Un long ruban de sable farine serpente devant un lagon peu profond jusqu’aux éboulis de roches granitiques roses, éparpillés en des temps anciens. Les coraux affleurant la surface offrent des jeux d’ombres et de lumière sur l’anse translucide et je devine les poissons de récifs qui s’ébattent à l’abri des grands prédateurs. Si le paysage nous laisse muettes un instant, nous décidons très vite de poursuivre jusqu’au bout, là-bas, et de nous perdre entre les roches célèbres.

Le palmier qui figure sur de nombreuses photos de mode, La Digue, Seychelles © Marie-Ange Ostré

Le palmier qui figure sur de nombreuses photos de mode, La Digue.

Ce matin peu de touristes ont fait l’effort de suivre le chemin de sable jusqu’ici et nous ne croisons qu’une dizaine de vacanciers trop heureux de se partager le littoral en toute quiétude. Pourtant personne n’a poussé jusqu’au bout de la plage, là où les roches de granit rose coupent la route aux plus audacieux. Or je veux toucher ces pierres polies par des millénaires de vent, je tiens à effleurer ce cuir usé, un cuir modelé par des siècles d’érosion, tanné par les embruns et l’ardeur du soleil quotidien.

La marée montante caresse nos genoux mais nous allons encore au-delà, jusqu’à ce que les vaguelettes nous soufflent de rebrousser chemin sous peine de nous rouler dans l’eau, avec nos sacs de plage et nos appareils photo.

Nous sommes allées au bout de l’Anse d’Argent, au bout de notre rêve…

A partir de ce jour nous en nourrirons un autre…

Envie d’en apprendre davantage sur mes cinq voyages aux Seychelles ? Voici quelques pistes à explorer :

L’île de La Digue est la quatrième plus grande île de l’archipel indépendant des Seychelles. Avec 2500 habitants sur une superficie d’environ 10 000 km2 elle est célèbre pour ses formations granitiques et ses plages protégées. Elle est située à 6km de l’île de Praslin, à 43km de l’île principale (Mahé). Accessible seulement en bateau.

Cet article a été publié une première fois en février 2008 sur mon blog de voyages Un Monde Ailleurs (2004-2014), blog qui n’est plus en ligne aujourd’hui.
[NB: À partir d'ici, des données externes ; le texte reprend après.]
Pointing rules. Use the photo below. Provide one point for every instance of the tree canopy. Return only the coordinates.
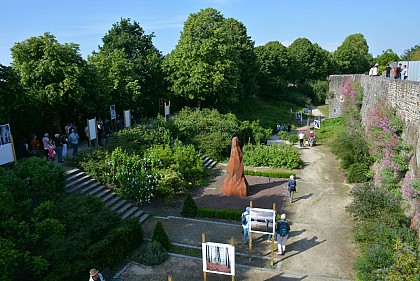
(130, 66)
(352, 56)
(205, 65)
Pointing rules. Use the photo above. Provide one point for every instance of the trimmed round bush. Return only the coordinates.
(153, 253)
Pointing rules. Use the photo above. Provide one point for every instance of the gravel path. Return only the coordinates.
(320, 246)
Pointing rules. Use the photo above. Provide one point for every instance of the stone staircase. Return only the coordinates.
(78, 181)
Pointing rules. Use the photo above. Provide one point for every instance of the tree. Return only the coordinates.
(50, 74)
(311, 61)
(274, 68)
(248, 66)
(130, 65)
(205, 65)
(352, 55)
(411, 54)
(385, 58)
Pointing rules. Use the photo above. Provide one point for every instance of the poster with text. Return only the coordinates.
(127, 118)
(92, 128)
(113, 112)
(218, 258)
(6, 148)
(262, 220)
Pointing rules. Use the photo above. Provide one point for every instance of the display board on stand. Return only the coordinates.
(7, 150)
(127, 118)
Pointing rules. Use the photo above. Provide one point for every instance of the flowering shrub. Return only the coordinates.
(131, 175)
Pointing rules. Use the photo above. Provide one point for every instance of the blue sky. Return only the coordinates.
(385, 24)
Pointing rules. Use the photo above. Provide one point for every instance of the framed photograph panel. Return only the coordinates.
(218, 258)
(6, 149)
(263, 220)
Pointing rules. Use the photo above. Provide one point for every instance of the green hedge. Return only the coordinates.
(280, 175)
(219, 214)
(274, 156)
(115, 246)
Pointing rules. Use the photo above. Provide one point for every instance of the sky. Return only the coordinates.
(385, 24)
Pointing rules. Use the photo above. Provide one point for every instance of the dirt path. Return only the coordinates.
(320, 246)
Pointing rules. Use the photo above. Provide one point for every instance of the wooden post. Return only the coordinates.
(13, 148)
(250, 234)
(272, 236)
(203, 240)
(87, 124)
(232, 242)
(96, 130)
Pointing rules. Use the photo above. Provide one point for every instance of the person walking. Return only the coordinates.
(291, 187)
(282, 229)
(246, 224)
(45, 141)
(405, 72)
(95, 275)
(74, 140)
(301, 138)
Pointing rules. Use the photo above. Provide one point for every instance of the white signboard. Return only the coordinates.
(218, 258)
(127, 118)
(6, 148)
(92, 128)
(263, 220)
(113, 113)
(317, 124)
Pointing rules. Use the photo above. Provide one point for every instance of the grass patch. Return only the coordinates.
(330, 130)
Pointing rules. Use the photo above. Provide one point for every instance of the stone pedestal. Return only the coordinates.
(235, 183)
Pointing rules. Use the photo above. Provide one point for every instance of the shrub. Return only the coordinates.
(271, 174)
(357, 173)
(153, 253)
(189, 208)
(293, 138)
(122, 240)
(280, 156)
(283, 135)
(159, 235)
(44, 179)
(131, 176)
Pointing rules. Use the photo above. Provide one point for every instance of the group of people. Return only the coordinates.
(310, 142)
(399, 72)
(52, 146)
(282, 227)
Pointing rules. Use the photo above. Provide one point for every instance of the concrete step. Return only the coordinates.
(143, 217)
(74, 176)
(129, 212)
(80, 186)
(112, 200)
(78, 180)
(97, 190)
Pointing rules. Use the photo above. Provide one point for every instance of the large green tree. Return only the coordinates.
(248, 66)
(311, 61)
(352, 56)
(52, 76)
(274, 68)
(205, 65)
(411, 54)
(131, 67)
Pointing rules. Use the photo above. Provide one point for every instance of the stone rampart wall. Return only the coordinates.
(402, 95)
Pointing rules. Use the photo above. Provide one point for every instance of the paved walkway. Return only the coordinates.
(320, 246)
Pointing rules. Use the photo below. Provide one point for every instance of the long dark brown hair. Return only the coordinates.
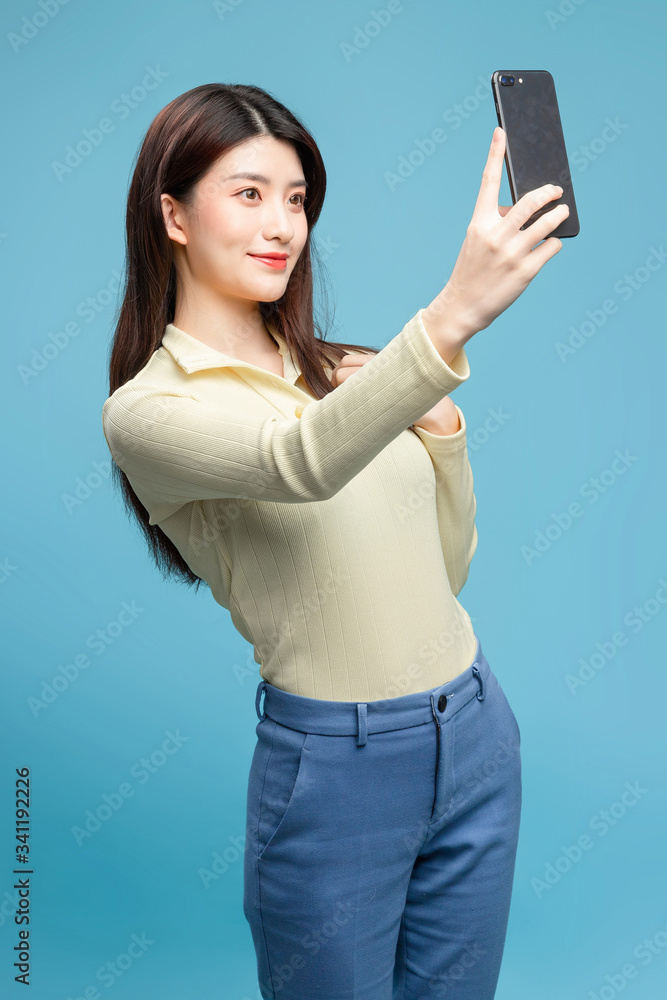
(185, 138)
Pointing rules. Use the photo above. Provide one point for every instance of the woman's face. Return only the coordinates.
(249, 202)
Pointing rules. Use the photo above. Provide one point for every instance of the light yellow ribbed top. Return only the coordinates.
(335, 534)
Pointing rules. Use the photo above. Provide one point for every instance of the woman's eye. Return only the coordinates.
(246, 190)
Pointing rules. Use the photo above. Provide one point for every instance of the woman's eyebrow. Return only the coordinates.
(301, 182)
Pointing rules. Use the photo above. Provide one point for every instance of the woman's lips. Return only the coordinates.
(277, 263)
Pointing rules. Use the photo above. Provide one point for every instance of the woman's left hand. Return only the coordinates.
(440, 419)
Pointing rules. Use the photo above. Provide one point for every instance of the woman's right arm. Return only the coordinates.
(175, 448)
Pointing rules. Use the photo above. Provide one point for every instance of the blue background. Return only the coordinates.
(178, 666)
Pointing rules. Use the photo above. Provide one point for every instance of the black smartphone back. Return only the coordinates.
(535, 151)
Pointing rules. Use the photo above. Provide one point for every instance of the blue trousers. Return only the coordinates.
(381, 842)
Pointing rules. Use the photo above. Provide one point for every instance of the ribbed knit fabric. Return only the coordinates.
(337, 536)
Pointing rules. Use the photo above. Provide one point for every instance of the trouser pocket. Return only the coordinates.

Les articles re-publiés sur ce site le sont s’ils présentent à mes yeux une valeur émotionnelle ou s’ils offrent un intérêt informatif pour mes lecteurs. Ils sont rassemblés sous le mot-clé « Un Monde Ailleurs ». Malheureusement il a été impossible de réintégrer les commentaires liés à cet article, seul le nombre de commentaires est resté indiqué.